10:30 pm on May 4, 2012 (gmt 0)

WebmasterWorld Senior Member

10+ Year Member

Top Contributors Of The Month

If they requested HEAD they they would have seen only the HTTP header.

A GET request will have returned the whole page.

aakk9999

10:44 pm on May 4, 2012 (gmt 0)

WebmasterWorld Senior Member

10+ Year Member

Top Contributors Of The Month

In which case, to really understand what Googlebot is doing, a test as described in my post above would be required.

deadsea

1:28 am on May 5, 2012 (gmt 0)

WebmasterWorld Senior Member

10+ Year Member

There are plenty of good reasons that bots should be obeying robots.txt.
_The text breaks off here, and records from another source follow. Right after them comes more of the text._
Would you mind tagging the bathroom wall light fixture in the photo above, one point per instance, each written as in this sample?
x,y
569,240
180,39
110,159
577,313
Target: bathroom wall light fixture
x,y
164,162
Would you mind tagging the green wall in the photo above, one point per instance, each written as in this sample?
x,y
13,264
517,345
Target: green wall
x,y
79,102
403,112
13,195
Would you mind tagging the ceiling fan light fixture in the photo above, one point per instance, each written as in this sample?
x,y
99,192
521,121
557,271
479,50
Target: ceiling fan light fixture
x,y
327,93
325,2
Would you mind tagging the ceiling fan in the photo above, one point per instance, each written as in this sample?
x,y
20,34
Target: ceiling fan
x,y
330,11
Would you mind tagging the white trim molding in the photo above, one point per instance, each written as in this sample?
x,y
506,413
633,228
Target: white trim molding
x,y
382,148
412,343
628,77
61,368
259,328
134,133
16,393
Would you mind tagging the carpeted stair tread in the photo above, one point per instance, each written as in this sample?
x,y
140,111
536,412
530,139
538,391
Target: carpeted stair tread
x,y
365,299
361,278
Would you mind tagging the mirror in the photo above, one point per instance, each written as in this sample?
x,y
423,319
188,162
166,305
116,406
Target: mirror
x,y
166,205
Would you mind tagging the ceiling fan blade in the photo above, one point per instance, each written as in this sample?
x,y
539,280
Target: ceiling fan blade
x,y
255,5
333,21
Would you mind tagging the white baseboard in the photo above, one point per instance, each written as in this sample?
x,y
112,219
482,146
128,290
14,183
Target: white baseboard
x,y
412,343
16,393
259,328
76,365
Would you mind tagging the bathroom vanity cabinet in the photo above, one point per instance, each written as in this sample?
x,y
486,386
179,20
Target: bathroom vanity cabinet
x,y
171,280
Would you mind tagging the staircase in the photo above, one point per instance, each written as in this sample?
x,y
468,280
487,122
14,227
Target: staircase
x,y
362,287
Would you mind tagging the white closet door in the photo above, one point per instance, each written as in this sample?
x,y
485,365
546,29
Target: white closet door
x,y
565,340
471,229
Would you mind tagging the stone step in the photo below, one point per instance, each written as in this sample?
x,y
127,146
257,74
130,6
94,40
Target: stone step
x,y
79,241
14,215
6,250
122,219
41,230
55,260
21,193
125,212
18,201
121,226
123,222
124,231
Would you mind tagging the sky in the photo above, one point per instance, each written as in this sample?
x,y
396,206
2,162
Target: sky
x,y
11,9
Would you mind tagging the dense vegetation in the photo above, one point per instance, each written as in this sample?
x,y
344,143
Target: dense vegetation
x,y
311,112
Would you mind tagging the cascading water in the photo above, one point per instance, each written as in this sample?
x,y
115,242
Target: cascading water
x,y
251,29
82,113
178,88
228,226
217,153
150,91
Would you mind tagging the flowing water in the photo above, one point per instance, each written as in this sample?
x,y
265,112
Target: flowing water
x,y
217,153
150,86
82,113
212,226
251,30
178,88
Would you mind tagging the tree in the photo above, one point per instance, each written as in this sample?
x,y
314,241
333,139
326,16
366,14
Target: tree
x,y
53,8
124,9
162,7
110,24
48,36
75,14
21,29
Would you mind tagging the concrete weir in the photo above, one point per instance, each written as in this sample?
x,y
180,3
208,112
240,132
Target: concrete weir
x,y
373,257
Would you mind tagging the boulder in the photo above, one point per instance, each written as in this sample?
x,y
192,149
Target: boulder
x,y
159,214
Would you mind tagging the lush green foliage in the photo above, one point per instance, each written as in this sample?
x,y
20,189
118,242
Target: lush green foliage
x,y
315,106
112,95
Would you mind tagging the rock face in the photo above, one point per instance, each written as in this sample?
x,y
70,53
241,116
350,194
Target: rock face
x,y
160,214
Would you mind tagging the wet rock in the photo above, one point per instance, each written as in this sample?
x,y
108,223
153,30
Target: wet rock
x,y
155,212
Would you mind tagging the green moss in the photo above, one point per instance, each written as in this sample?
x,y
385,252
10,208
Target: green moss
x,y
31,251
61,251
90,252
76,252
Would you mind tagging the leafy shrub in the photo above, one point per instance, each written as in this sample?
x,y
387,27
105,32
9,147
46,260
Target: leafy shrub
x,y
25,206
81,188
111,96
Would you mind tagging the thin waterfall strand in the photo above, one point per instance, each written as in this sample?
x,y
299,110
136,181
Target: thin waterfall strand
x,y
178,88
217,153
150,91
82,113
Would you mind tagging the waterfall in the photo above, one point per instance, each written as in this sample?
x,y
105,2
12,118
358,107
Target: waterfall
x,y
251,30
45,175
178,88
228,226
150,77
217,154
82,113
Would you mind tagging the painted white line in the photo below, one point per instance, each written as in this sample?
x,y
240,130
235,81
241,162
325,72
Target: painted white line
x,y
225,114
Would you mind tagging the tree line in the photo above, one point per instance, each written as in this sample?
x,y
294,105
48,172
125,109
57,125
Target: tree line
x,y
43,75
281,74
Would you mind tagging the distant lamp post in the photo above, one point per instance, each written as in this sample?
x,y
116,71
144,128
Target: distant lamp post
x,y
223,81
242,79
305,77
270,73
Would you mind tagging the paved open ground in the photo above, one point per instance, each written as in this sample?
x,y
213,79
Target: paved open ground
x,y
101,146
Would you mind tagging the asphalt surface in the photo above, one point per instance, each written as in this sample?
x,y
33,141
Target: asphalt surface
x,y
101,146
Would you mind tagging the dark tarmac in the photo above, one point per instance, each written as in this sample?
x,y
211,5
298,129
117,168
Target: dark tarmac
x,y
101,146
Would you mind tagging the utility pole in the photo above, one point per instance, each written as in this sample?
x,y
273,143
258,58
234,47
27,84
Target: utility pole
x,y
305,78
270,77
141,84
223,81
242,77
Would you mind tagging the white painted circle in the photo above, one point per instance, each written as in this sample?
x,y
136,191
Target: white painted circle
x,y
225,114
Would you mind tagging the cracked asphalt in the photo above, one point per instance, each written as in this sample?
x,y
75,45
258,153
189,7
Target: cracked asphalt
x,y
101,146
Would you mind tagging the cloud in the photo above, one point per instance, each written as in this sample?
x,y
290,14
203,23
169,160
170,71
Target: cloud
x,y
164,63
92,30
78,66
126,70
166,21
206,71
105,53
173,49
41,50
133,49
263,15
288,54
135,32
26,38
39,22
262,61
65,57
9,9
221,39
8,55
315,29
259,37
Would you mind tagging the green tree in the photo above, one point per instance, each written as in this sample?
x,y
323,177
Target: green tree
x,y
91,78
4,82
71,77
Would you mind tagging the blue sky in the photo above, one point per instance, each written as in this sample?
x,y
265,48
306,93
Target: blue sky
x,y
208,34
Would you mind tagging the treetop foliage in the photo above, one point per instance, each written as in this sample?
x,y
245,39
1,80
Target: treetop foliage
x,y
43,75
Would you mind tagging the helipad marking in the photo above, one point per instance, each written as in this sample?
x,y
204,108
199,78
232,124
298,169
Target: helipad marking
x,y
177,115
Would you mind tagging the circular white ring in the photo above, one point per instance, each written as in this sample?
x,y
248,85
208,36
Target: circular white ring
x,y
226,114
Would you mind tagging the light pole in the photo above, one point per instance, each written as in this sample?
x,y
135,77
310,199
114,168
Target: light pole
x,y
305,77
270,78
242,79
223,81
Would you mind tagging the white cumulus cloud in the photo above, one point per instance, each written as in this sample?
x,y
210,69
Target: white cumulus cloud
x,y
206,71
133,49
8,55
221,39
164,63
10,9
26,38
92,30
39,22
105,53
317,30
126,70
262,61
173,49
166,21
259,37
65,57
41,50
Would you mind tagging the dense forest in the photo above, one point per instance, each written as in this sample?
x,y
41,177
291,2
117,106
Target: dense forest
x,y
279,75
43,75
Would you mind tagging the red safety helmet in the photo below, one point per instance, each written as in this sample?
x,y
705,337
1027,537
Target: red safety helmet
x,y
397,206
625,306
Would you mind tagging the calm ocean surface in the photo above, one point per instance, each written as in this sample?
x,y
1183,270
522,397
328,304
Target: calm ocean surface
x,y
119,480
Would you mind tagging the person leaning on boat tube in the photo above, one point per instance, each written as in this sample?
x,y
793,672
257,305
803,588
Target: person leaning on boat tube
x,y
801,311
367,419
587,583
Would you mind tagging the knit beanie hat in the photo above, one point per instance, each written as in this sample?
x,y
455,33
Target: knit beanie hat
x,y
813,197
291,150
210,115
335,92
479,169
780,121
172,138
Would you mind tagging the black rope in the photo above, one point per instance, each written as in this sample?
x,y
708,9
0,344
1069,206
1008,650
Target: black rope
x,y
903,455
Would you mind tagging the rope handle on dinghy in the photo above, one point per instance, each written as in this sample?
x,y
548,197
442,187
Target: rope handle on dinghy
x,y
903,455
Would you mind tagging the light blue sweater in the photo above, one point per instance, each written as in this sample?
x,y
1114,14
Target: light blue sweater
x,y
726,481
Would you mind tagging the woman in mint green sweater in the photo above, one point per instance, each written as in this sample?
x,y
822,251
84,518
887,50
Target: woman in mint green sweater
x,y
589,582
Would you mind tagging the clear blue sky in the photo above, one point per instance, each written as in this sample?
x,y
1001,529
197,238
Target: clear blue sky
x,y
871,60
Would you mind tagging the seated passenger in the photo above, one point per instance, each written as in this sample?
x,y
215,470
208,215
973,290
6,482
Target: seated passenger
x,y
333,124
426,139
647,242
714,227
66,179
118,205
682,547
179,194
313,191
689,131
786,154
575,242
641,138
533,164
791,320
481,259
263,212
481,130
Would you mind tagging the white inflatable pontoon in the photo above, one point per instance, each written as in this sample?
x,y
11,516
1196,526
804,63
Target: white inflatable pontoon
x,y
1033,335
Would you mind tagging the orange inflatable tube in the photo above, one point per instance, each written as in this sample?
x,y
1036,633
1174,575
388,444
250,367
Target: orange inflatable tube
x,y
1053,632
Everything from stats counters to urls that create, delete, or modify data.

I can't imagine you could get a cloaking penalty for a URL that you don't allow Googlebot to access to begin with because of robots.txt. But then again, Google writes the rules, not me.

phranque

2:27 am on May 5, 2012 (gmt 0)

WebmasterWorld Administrator

10+ Year Member

Top Contributors Of The Month

have you checked your server access log to verify the precise behavior of googlebot regarding those urls?

Sgt_Kickaxe

3:40 am on Aug 7, 2012 (gmt 0)

I've been gathering data and can verify that googlebot does not access the redirect page directly however they are aware of the landing page that a user ends up on and when that page returns a 404 error it is being assigned to my redirect url and showing up in GWT as such.

Googlebot isn't seeing the redirect but is learning where the jump leads via some other method(chrome browser, beacons, etc?). It makes sense that if a visitor landed on site B from a page on my site that the page on my site must exist and so it's being treated as a regular url by GWT despite the robots.txt exclusion.

This brings up a problem for me, how do I continue to redirect visitors without appearing to be creating countless new urls, one for each redirect? Again, GWT won't report this unless the other sites page becomes 404 and it takes time to show up probably because it requires gathering data from non-googlebot sources.